5. “I’m fed up with Mariah Carey!”
Wham and Mariah making a comeback every year – there’s something like dubbing one and the same song, you know. To hear it again and again does not make it a “classic”.

I hate Christmas, because 6. “The relatives have to stop stuffing me with food.”

I have a usual calorie requirement, thanks. I do not need to quadruple this!
7. ‘Mainly turkey – why does that have to be?’
Ah, yes, the chicken’s dry, unpleasant and inferior cousin.
Why did that become a tradition? It is clearly not the best meat!

I hate Christmas because 8. “Everyone is too happy”

At Christmas, the mood seems to change everywhere. Not if you hate Christmas! We are looking forward to the January.

9. “I wish everyone listened to the PDAs (public expression of love)”
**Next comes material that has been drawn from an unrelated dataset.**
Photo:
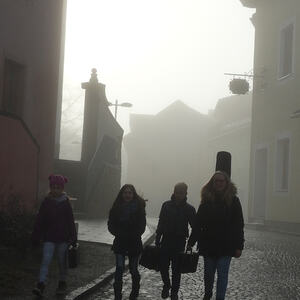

10. “Time to rehearse my presently loving face”
Although we practice it every year, we can never quite manage to look happy while we open a pair of socks.

I hate Christmas, because: 11. “The office Christmas party is where dreams are buried”

But you still go there and sit quietly in the corner, while your colleagues discuss unwilling with each other unimportant topics.

12. “The television program for Christmas is never as good as you think it would be”

13. Let’s not even mention that a man enters your room while you sleep.

The children are dependent on sugar and lies

The whole thing is pretty strange. Why are we lying to our children? And quite apart from the tons of chocolate …

14. “Why do I have to spend time with people I do not get along with?”

There’s no reason why I have to go home once a year to discuss pigs in blankets and the TV remote.

15. “I am surrounded by drunken people”

Party season means the streets are full of little groups singing Christmas songs (bad), vomiting and throwing their chips on the sidewalk.
Do not just accompany them to the night buses …

16. “I will break until the next Christmas”

You do not like Christmas, but your family and friends do it. This means that you have to buy gifts for all, in addition to the FULL PRIZE!
Time to break the piggy bank …
17. “The Christmas markets are completely overpriced”
To spend 6 euros for a sausage in a roll? No thanks. And you can not, as a rule, even move through the masses to get it.